Confessions of a Speech Recognition Consultant

Thursday, July 19, 2012

Time for an update!

Well it's been far too long since I last blogged . . . . I've been buried in several large projects with clients over the past year and have barely looked up. As they've all been wrapped up, I've decided to start a new chapter in my career and have accepted an offer to join Lumevox LLC of San Diego, as Senior Director of Client Services.

Essentially, I'll be doing much of the same work that I have for the past 8 years in my consulting practice, only with a great team working for me to support the efforts. My new team includes the technical support staff, training team and professional service delivery teams. Our collective job is to enable Lumenvox customers and partners to succeed in their speech recognition based projects.

Lumevox produces ASR, TTS and Call Progress Analysis engines along with the supporting tools and services. You can check them out at http://www.lumenvox.com.

For now, I'll be working part of the time in San Diego at Lumenox's headquarters and part of the time remotely in Seattle, where I live.

If you're planning a trip to New York for SpeechTek 2012, be sure to stop by Lumenvox's booth and say "hello", also check out the program at SpeechTek, I'll be making a couple of presentations.

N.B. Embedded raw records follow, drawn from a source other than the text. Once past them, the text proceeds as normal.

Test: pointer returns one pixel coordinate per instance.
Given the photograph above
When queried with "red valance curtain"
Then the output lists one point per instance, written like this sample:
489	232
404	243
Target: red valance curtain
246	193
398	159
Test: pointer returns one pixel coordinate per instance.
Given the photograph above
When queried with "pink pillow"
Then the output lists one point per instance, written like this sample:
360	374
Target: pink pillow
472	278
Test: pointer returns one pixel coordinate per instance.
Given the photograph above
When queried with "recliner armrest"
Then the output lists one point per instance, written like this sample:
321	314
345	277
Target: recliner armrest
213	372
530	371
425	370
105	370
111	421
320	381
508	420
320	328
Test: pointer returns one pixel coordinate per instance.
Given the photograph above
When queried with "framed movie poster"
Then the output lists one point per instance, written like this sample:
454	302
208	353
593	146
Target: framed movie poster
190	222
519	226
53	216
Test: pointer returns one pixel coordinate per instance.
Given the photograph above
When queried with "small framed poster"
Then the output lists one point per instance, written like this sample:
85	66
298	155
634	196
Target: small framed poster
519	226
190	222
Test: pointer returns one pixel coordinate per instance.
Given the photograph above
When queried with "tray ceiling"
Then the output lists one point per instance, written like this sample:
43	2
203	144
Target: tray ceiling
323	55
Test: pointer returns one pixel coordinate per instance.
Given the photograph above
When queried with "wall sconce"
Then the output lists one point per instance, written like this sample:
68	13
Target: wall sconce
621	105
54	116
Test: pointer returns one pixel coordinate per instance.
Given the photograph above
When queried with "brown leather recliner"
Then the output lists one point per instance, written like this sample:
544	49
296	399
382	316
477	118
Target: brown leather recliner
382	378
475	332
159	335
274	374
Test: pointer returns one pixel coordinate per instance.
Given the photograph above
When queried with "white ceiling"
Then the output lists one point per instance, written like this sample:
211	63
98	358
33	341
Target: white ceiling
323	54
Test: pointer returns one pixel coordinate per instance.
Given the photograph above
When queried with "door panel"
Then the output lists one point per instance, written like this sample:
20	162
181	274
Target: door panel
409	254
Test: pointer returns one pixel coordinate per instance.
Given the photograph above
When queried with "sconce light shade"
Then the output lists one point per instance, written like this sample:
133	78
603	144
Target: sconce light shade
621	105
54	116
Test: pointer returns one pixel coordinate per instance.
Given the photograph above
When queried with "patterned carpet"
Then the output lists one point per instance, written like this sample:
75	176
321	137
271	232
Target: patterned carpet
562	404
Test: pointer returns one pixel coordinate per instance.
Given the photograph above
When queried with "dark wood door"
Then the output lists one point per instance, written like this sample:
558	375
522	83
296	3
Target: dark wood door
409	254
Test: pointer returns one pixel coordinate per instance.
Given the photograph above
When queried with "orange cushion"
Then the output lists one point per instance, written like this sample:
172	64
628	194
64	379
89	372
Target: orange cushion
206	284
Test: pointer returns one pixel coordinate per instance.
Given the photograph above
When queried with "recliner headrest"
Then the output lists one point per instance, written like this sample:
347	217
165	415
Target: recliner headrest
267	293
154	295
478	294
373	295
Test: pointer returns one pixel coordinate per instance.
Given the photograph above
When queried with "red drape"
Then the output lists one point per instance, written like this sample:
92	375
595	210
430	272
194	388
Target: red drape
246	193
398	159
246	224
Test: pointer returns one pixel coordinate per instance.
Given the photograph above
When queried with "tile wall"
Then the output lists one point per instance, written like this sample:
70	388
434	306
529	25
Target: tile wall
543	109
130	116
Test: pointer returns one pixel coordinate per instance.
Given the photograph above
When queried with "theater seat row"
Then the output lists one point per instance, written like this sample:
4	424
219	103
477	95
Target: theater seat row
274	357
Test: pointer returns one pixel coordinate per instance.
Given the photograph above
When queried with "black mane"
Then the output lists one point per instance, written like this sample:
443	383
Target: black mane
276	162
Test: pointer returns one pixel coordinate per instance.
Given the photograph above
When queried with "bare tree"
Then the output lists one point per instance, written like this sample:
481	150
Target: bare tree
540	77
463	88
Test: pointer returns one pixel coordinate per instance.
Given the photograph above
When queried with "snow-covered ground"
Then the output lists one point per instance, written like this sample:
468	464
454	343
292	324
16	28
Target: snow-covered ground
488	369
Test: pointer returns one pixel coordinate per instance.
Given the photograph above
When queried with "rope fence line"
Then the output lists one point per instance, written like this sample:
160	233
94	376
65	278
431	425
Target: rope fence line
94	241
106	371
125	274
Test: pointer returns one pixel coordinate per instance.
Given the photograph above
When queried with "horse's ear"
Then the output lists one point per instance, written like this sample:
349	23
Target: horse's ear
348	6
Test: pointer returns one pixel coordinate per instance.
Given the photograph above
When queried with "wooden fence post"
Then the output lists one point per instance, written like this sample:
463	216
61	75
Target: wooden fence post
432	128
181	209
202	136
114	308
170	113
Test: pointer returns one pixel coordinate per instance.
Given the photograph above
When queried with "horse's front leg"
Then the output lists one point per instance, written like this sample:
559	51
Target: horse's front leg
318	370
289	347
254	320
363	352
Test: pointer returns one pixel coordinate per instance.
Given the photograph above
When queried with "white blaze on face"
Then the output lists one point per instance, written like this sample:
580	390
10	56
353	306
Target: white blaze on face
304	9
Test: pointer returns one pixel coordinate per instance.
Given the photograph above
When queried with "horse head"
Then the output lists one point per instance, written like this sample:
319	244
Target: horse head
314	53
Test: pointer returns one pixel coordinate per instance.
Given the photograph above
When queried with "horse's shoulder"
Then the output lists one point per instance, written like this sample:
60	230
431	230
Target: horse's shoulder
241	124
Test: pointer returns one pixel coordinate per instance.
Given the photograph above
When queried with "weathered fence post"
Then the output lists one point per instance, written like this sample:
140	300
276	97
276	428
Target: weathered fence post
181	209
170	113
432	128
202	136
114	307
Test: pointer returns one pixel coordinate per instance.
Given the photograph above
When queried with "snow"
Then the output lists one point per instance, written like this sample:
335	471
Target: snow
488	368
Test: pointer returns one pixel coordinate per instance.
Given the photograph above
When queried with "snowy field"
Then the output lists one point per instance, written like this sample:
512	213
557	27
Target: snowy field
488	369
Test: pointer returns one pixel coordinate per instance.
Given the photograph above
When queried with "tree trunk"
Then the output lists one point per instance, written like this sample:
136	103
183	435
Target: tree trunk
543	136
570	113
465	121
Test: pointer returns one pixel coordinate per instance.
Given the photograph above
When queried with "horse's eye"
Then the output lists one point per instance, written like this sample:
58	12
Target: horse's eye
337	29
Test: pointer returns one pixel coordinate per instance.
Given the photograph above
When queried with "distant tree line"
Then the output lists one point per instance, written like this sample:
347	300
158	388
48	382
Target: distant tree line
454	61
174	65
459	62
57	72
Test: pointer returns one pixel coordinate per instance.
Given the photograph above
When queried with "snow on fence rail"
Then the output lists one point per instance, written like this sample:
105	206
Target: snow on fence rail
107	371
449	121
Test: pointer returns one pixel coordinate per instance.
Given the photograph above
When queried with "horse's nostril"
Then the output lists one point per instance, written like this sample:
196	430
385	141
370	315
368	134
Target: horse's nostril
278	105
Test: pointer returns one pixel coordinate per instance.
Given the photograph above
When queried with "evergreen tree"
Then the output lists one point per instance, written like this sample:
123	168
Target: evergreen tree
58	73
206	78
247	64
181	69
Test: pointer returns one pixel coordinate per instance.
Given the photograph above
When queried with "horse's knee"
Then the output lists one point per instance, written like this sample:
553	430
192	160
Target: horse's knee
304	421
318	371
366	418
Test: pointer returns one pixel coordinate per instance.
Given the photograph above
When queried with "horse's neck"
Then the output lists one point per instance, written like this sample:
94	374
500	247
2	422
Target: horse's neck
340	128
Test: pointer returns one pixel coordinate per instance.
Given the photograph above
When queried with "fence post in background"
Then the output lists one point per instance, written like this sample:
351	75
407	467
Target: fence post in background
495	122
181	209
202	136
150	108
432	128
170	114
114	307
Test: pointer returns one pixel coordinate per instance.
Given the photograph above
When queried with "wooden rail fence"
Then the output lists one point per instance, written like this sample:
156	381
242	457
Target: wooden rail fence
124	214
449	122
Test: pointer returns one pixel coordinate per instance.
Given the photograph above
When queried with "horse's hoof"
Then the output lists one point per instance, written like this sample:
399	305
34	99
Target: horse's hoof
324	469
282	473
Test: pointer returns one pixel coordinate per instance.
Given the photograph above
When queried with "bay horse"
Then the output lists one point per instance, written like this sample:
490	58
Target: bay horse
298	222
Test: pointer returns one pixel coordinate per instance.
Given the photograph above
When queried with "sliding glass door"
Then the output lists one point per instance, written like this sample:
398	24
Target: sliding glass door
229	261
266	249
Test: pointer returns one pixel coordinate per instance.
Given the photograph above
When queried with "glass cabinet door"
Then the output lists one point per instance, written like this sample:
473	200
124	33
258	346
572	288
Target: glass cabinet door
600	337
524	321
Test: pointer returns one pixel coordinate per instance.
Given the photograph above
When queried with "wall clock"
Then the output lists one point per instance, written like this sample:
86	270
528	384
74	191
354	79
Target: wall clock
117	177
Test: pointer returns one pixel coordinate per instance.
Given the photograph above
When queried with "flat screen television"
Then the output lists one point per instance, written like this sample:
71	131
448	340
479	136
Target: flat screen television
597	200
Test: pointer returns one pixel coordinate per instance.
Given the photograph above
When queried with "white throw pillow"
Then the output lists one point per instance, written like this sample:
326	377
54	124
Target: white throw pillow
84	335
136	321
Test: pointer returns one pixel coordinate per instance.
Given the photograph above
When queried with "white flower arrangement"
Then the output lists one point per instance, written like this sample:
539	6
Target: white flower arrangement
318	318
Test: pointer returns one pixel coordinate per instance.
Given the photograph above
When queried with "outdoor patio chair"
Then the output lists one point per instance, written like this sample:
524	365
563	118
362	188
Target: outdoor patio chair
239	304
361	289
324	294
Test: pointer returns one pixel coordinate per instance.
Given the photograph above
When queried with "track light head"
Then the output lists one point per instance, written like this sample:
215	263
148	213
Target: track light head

Stay tuned and I'll try to ramp back up my blogging and tweeting, especially from SpeechTek.

Cheers!

Wednesday, August 17, 2011

Observations from SpeechTek 2011 - New York

I'm just back from SpeechTek, the major industry conference in the Speech Recognition / Text-To-Speech / Voice Biometrics industry. I spent three great days attending sessions, catching up with friends in the industry and see the latest offerings from vendors in the space. I've been attending this conference for better than a dozen years now and it's interesting to see how the industry has evolved and matured during that time. As I flew home to Seattle, I jotted down a few of my thoughts and observations. Three Themes seemed to run through the conference:

· Cloud Computing
· Analytics, Analytics & Analytics
· Smart phones (and multi-modal applications)

and each of themes converged to produce a trend I'd call Adaptive Personalization.

Cloud Computing
I've said it before and it's worth repeating, the clouds are gathering! By that, I mean that the speech recognition industry (and it's related applications) are running full speed towards the trend in cloud computing. In fact, I think it may be the vanguard of that advance. So many major customer self-service applications today run in the cloud on platforms like Microsoft's TellMe, Nuance's BeVocal, Voxeo, Angel.com or others that it would be impossible to argue it's not a full-fledged trend. Millions of automated self-service calls (both inbound and outbound) pass through each of these today. Supporting this growth of Cloud Computing related to speech recognition is the parallel movement of applications and data to the cloud that's being driven by the advent of Apple's iPad (and other tablet computers) along with the ever growing use of Smart Phones. Both of these items share a common trait, much of their application smarts or functionality come from cloud based services and data using a model in which the device is primarily a presentation layer in an application and the functional work and data storage are largely handled in a cloud based platform or platforms. Many of these applications are even mashups which aggregate data and services from multiple cloud based applications. A whole new generation of speech applications are cloud based, using the cloud for application functionality, speech recognition, voice biometrics and data aggregation from multiple sources. This approach allows for incredibly rich applications with access to large data sets far beyond the limited processing power and storage capabilities of the typical individual smart phone.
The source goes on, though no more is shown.